Quantifying Information

The LiFi appliance's task is to convey information via light signals. But what exactly is information, and how can we measure it?

Summary

In this lesson, you'll learn:

How we define the term information in computer science.
That the bit is a unit to measure information.
What the role of the number of available symbols and the length of message plays in quantifying information.

If we want to transmit information using light, one question immediately arises: How fast can we transfer information? This question implies that we can measure information. Only then can we make a statement about how many units of information we can transmit per unit of time. But what is the unit of information, and how is it defined?

One fascinating aspect of computers and information technology is their ability to transmit information over distances, from one sender to a receiver. Think about the last time you sent a message via WhatsApp. As soon as you hit 'send,' your message traveled through various media (e.g., electromagnetic waves, copper cables, fiber optic cables) before arriving at your friend's smartphone. This process is not limited to messaging; it happens when you send emails, share files, stream videos, or listen to music or podcasts.

Understanding how information is transmitted is essential for various technologies, including the LiFi project. What sets LiFi apart is the medium over which information travels: information should be transmitted using only light signals. To comprehend this, we need to understand how information is represented, stored, and processed by digital computers, and how it is shared among different devices. This journey begins with a fundamental question: what exactly is information in the context of computers?

In this lesson, we define the term “information” and introduce a way to quantify it. This understanding is essential, especially when determining how much information our LiFi appliance can send within a given time frame. Let's dive into the details and uncover the essence of information, as this will be crucial for our exploration of the digital world.

Guessing Numbers

Let's start with a thought experiment. Imagine we are playing a number guessing game. I am thinking of a number between 1 and 16, and your goal is to guess it. The catch is that you have only one guess to get the right number, but you can narrow down the possibilities beforehand with questions in the form of "Is the number greater than X". For each question, I will tell you "yes" or "no", effectively reducing the options you are left with.

With each answer you get, your knowledge about my number increases, which means your uncertainty decreases. You can rule out some possible numbers when you receive a new answer.

Now that we've seen how systematically narrowing down possibilities reduces uncertainty, let's explore how this concept forms the basis of information theory. By reducing uncertainty, you gather more information with each guess. But how much information do you get with each answer? And how can we measure this?

Bits of Information

In computer science, information can be defined as "that which allows you to make a correct prediction with accuracy better than chance" [CITE]. In more straightforward terms, this means reducing uncertainty by narrowing down the number of possible options.

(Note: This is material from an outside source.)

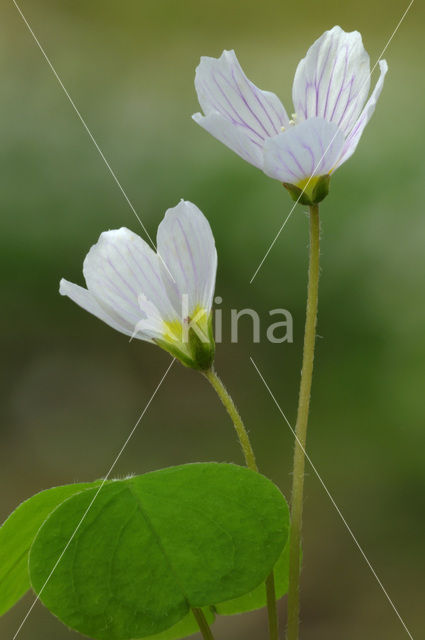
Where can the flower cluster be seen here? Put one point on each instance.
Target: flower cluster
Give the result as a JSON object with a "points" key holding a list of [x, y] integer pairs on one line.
{"points": [[329, 93], [165, 297]]}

With this in mind, let’s revisit our number guessing game. Imagine you are trying to guess a number, and each answer you receive narrows down the range of possible numbers. This reduction of uncertainty can be measured using a unit called a bit. A bit, which stands for binary digit, is the fundamental unit of information. It indicates a reduction of uncertainty by half. In simpler terms, if a new answer leaves us with half as many options as before, it provides us with one bit of information.

However, not all questions will provide exactly one bit of information. For example, if your first question in the guessing game is, "Is your number greater than 12?" and the answer is "no," you’re left with the numbers 1 through 12. This means you have 12 options remaining out of the original 16, which doesn't quite halve the uncertainty.

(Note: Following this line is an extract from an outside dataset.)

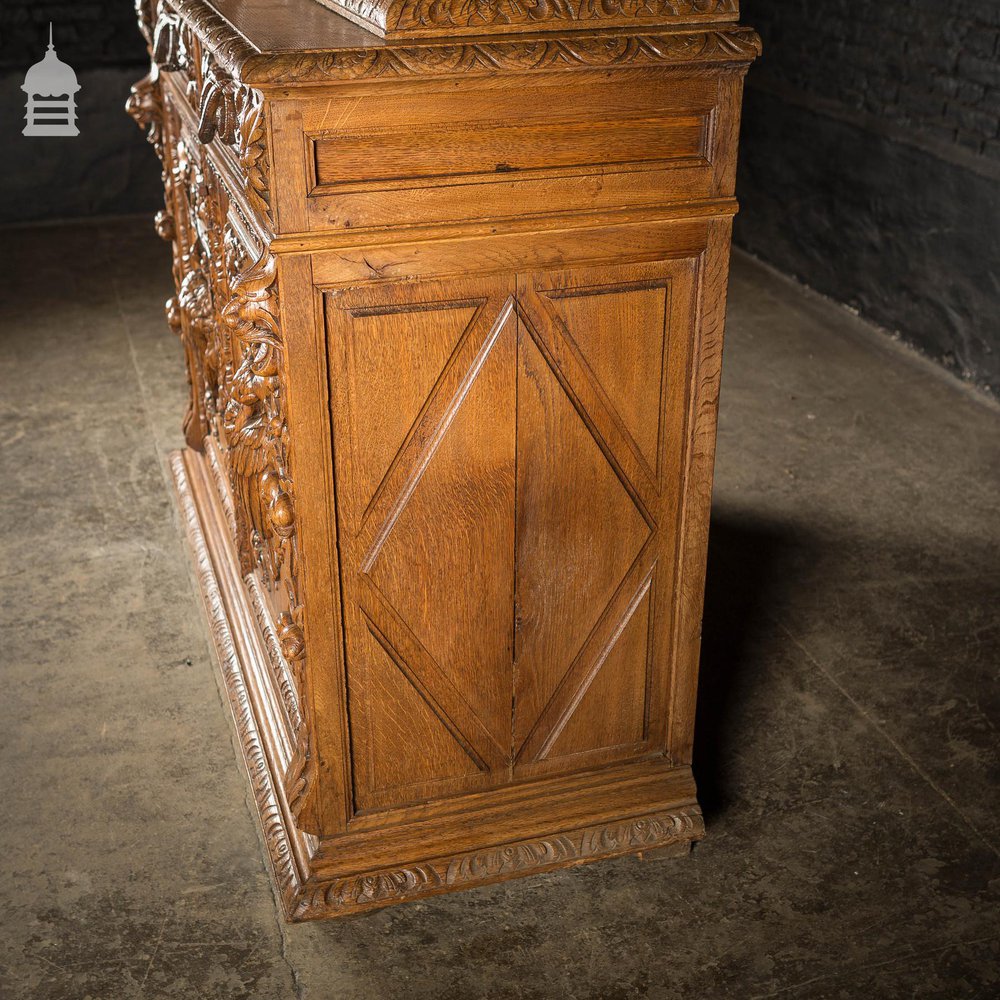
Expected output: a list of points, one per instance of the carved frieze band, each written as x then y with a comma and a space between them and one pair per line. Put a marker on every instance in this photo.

To receive one bit of information, you should aim to eliminate exactly half the possible numbers with each question. For instance, asking "Is your number greater than 8?" ensures that whether the answer is "yes" or "no," you are left with 8 possible numbers either way. If the answer is "yes," the remaining numbers are 9 through 16. If the answer is "no," the remaining numbers are 1 through 8. In both scenarios, your uncertainty is reduced by half, or one bit.

By carefully choosing your questions to cut the remaining options in half each time, you effectively reduce your uncertainty bit by bit, making it easier and faster to zero in on the correct number.

Assume the answer to your first question, "Is your number greater than 8?" was "no." What should your next question be to continue reducing uncertainty effectively? The best strategy is to ask, "Is it greater than 4?" This approach ensures that you will always be left with only four possible numbers: either 1 through 4 if the answer is "no", or 5 through 8 if the answer is "yes". Again, this cuts the remaining options in half, providing exactly one bit of information.

Let's continue with this method. Suppose your second question "Is it greater than 4?" receives a "no" as the answer. Your new pool of numbers is limited to 1, 2, 3, and 4. To keep reducing uncertainty, the next logical question would be, "Is it greater than 2?" This leaves you either with the numbers 1 and 2 or 3 and 4, depending on the answer.

By continuing to ask questions that systematically halve the remaining options, you can see how we gradually reduce uncertainty bit by bit. Eventually, after just four questions, you will narrow it down to exactly one number, knowing there are no other possibilities left. This means you've reduced the uncertainty to zero.

Uncertainty

We've just learned that with each yes/no question that eliminates half of the possibilities, we gain one bit of information. But how do we quantify this concept of uncertainty mathematically? Let's break it down step-by-step.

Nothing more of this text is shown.